Romeo and Juliet Flashcards
(8 cards)
What is the plot?
Montagues and Capulets fight Romeo and Juliet meet and fall in love They get married Tybalt kills Mercutio Romeo kills Tybalt Romeo is banished Juliet is told to marry Paris Juliet fakes her death Romeo and Juliet kill themselves Montagues and Capulets end the feud
What are the key themes?
Love Hate Death Violence Individuals VS society Isolation Family honour
What are the main characters?
Romeo Juliet Lord and Lady Montague Lord and Lady Capulet Mercutio Tybalt Benvilio Friar Lawrence Paris Nurse
What is the context?
William Shakespeare was born in 1564 to a successful middle-class glove-maker in Stratford-upon-Avon, England. Shakespeare attended grammar school, but his formal education proceeded no further. In 1582 he married an older woman, Anne Hathaway, and had three children with her. Around 1590 he left his family behind and traveled to London to work as an actor and playwright. Shakespeare retired to Stratford and died in 1616 at the age of fifty-two.
What are key quotes?
‘O Romeo, Romeo, wherefore art thou Romeo? Deny thy father and refuse thy name, or if thou wilt not, be but sworn my love, and I’ll no longer be a Capulet.’
‘Then I defy you, stars.’
‘A plague a’both houses.’
‘O my love, my wife! Death, that hath sucked the honey of thy breath,
hath had no power on thy beauty.’
‘A pair of star crossed lovers take their life.’
Romeo
Romeo experiences a love of such passion that he kills himself when he believes that his love, Juliet, has died.

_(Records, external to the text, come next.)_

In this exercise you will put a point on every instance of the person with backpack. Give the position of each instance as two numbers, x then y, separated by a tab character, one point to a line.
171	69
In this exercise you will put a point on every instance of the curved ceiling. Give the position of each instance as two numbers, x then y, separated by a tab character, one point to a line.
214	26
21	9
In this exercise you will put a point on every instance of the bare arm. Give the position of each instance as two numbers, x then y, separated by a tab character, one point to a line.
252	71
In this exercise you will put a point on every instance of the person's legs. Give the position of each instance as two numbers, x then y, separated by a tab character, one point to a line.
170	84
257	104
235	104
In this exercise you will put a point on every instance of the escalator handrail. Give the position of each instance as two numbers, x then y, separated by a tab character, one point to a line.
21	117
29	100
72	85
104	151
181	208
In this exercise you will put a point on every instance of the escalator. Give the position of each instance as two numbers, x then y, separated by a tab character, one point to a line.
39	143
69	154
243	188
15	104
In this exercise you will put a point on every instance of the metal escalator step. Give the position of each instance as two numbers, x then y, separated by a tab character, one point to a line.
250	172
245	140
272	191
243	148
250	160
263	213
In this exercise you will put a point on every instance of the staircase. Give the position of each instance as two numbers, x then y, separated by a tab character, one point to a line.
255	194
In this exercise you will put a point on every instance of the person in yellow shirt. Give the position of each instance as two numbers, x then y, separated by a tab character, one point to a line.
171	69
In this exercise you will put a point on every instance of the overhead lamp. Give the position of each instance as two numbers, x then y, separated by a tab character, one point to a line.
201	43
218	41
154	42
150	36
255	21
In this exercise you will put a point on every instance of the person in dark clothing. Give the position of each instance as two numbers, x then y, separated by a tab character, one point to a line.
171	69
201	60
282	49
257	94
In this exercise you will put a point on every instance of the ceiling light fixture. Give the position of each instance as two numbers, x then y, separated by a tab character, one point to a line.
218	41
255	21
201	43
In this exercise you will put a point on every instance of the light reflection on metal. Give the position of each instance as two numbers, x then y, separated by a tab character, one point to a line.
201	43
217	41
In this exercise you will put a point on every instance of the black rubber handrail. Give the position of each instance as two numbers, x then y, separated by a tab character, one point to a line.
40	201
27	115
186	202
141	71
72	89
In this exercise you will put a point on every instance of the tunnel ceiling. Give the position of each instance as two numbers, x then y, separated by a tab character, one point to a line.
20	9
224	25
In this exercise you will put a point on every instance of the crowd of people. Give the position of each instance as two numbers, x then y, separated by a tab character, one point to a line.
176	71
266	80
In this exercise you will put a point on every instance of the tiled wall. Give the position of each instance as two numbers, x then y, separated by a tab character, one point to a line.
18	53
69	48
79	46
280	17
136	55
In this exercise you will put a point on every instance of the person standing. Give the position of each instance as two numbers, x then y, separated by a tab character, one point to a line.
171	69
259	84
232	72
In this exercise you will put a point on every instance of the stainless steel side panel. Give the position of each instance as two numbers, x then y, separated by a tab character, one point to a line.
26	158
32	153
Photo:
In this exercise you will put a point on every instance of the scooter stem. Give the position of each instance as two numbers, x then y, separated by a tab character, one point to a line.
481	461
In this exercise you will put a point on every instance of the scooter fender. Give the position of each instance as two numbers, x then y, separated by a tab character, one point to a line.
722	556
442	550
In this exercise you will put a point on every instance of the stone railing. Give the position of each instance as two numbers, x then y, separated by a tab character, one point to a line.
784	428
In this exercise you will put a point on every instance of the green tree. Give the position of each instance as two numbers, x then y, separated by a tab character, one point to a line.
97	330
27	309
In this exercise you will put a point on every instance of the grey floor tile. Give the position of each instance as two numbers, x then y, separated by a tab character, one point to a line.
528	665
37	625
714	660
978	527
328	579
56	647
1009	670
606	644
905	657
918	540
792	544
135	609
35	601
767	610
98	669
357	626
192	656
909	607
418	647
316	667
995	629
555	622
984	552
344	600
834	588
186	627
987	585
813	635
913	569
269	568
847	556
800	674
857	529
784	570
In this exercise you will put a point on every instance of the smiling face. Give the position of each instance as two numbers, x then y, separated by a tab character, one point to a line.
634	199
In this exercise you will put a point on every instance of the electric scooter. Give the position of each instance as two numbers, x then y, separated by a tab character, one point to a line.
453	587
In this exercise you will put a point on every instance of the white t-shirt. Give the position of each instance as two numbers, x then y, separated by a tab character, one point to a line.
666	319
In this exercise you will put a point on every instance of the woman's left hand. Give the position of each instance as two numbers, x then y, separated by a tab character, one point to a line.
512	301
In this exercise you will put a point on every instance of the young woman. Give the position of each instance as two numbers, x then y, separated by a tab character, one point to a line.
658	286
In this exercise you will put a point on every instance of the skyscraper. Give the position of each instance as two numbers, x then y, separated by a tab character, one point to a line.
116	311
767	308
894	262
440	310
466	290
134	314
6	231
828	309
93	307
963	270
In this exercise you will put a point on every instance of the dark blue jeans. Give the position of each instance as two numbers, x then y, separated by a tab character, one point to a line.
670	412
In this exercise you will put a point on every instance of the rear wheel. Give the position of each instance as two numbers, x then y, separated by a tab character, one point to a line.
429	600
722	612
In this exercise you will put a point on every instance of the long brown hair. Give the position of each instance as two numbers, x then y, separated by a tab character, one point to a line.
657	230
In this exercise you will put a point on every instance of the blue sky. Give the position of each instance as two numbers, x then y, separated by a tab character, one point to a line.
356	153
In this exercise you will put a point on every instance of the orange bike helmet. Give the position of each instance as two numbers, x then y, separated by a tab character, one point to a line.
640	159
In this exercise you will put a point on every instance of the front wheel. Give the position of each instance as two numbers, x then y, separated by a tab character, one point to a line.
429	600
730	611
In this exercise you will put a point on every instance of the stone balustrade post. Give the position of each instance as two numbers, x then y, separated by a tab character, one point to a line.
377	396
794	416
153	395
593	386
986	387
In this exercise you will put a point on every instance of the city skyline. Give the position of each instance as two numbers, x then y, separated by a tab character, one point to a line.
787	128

At the beginning of the play, Romeo loves Rosaline.
Anger makes him kill his wife’s cousin, Tybalt, in a reckless duel to avenge the death of his friend.
Despair forces him to commit suicide when hearing about Juliet’s death. Such extreme behavior dominates Romeo’s character throughout the play and contributes to the ultimate tragedy that happens to the lovers. Had Romeo restrained himself from killing Tybalt, or waited even one day before killing himself after hearing the news of Juliet’s death, matters might have ended happily.
Juliet
Though many girls her age—including her mother—get married, Juliet has not given the subject any thought. Juliet promises to consider Paris as a possible husband to the precise degree her mother desires.
Though profoundly in love with him, Juliet is able to see and criticize Romeo’s rash decisions and his tendency to romanticize things. After Romeo kills Tybalt and is banished, Juliet does not follow him blindly. She makes a logical and heartfelt decision that her loyalty and love for Romeo must be her guiding priorities. Essentially, Juliet cuts herself loose from her prior social moorings—her nurse, her parents, and her social position in Verona—in order to try to reunite with Romeo. When she wakes in the tomb to find Romeo dead, she does not kill herself out of feminine weakness, but rather out of an intensity of love, just as Romeo did. Juliet’s suicide actually requires more nerve than Romeo’s: while he swallows poison, she stabs herself through the heart with a dagger.
Friar Lawrence
He is a kindhearted cleric who helps Romeo and Juliet throughout the play. He performs their marriage and gives generally good advice, especially in regard to the need for moderation.
Friar Lawrence is also the most scheming and political of characters in the play: he marries Romeo and Juliet as part of a plan to end the civil strife in Verona; he spirits Romeo into Juliet’s room and then out of Verona; he devises the plan to reunite Romeo and Juliet through the deceptive ruse of a sleeping potion that seems to arise from almost mystic knowledge.